Kapazitätsberechnungsprozesse

In einem Vertrag auf privatrechtlicher Basis haben sich Swissgrid und die Übertragungsnetzbetreiber der Region «Core» auf eine Methodik geeinigt, wie die Schweiz in den Kapazitätsberechnungsprozessen für grenzüberschreitenden Stromhandel berücksichtigt werden soll. Der Prozess gibt vor, wie die Kapazitäten (englisch: Net Transfer Capacity, NTC) an den Grenzen mit Frankreich, Deutschland und Österreich für den Stromimport und -export im Day-ahead-Markt festgelegt werden. Die Verhandlungen begannen im Jahr 2020. Die Freigabe des Vertrags erfolgte Anfang 2024, gefolgt vom Genehmigungsprozess der Core-Regulatoren.

Dank der Integration der Schweiz in die Kapazitätsberechnungsprozesse kann Swissgrid die physischen Stromflüsse durch die Schweiz besser kontrollieren. Das erhöht die Netzstabilität. Die Belastungsgrenzen der Elemente des Schweizer Übertragungsnetzes werden angemessen berücksichtigt. Das ist wichtig, da Strom physikalisch immer den Weg des geringsten Widerstands nimmt, unabhängig von am Markt vereinbarten Handelsgeschäften. Der aus Handelsgeschäften in der EU resultierende Stromfluss nimmt demnach oft den Weg durch die Schweiz, ohne Berücksichtigung der technischen Limiten des Schweizer Höchstspannungsnetzes.

 

Was prioritäre Ziel ist

Swissgrid arbeitet mit den europäischen Übertragungsnetzbetreibern zusammen. Dazu schliesst die Übertragungsnetzbetreiberin zu technischen Aspekten innerhalb ihres Verantwortungsbereichs Verträge ab. Für eine langfristige Gewährleistung der Netz- und Versorgungssicherheit der Schweiz reichen derartige Verträge aber nicht aus. Die Grundlage für privatrechtliche Verträge bezüglich Einbezugs der Schweiz in die Kapazitätsberechnung ist ein Schreiben der EU-Kommission, allerdings ohne, dass eine Abschlusspflicht für Übertragungsnetzbetreiber im EU-Recht vorgesehen wäre.

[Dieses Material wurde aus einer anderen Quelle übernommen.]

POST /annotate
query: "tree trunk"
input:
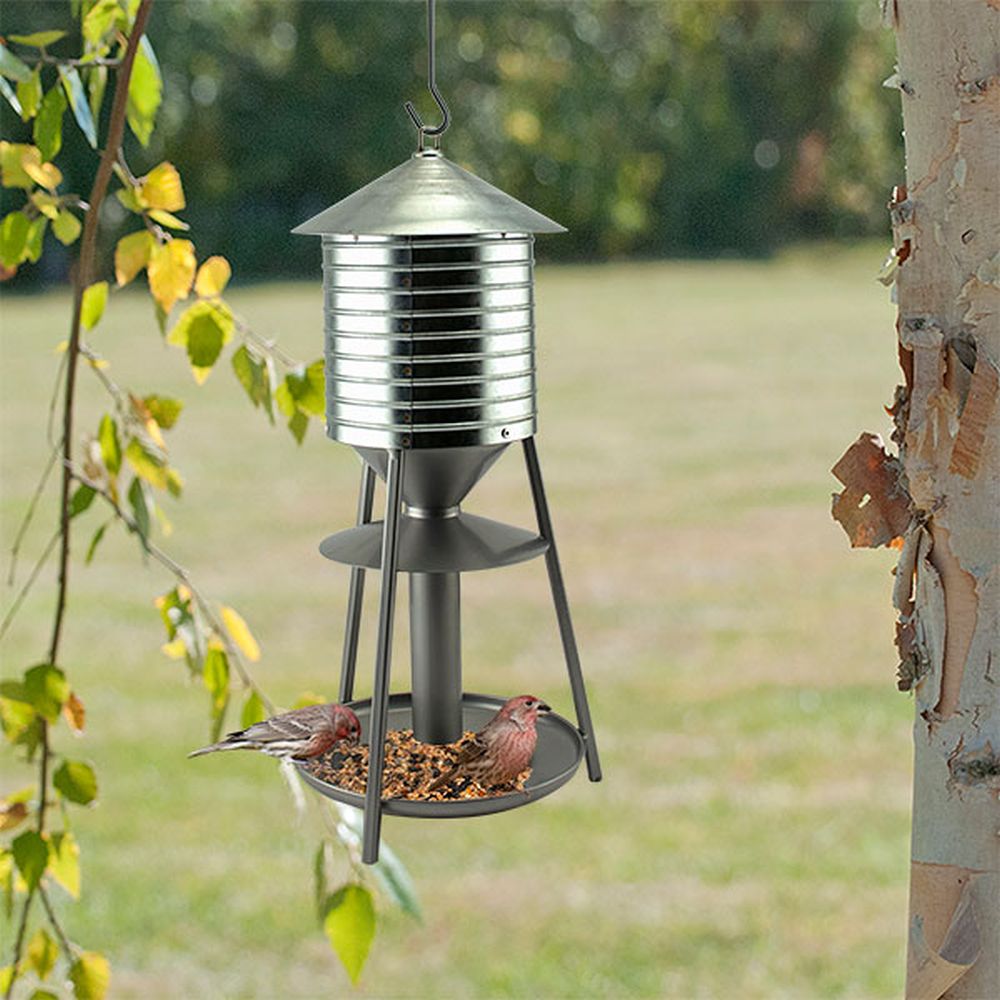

Die Verträge können deshalb jederzeit aus politischen Gründen zurückgezogen oder angefochten werden. Sie müssen ausserdem jährlich erneuert werden, wofür die Zustimmung aller Übertragungsnetzbetreiber und Regulatoren der betroffenen Länder notwendig ist. Die Einstimmigkeit kann auch an sachfremden Gründen scheitern. Zudem umfassen solche Verträge nicht alle wichtigen Aspekte des Netzbetriebs, beispielsweise den Einbezug in europäische Regelenergieplattformen.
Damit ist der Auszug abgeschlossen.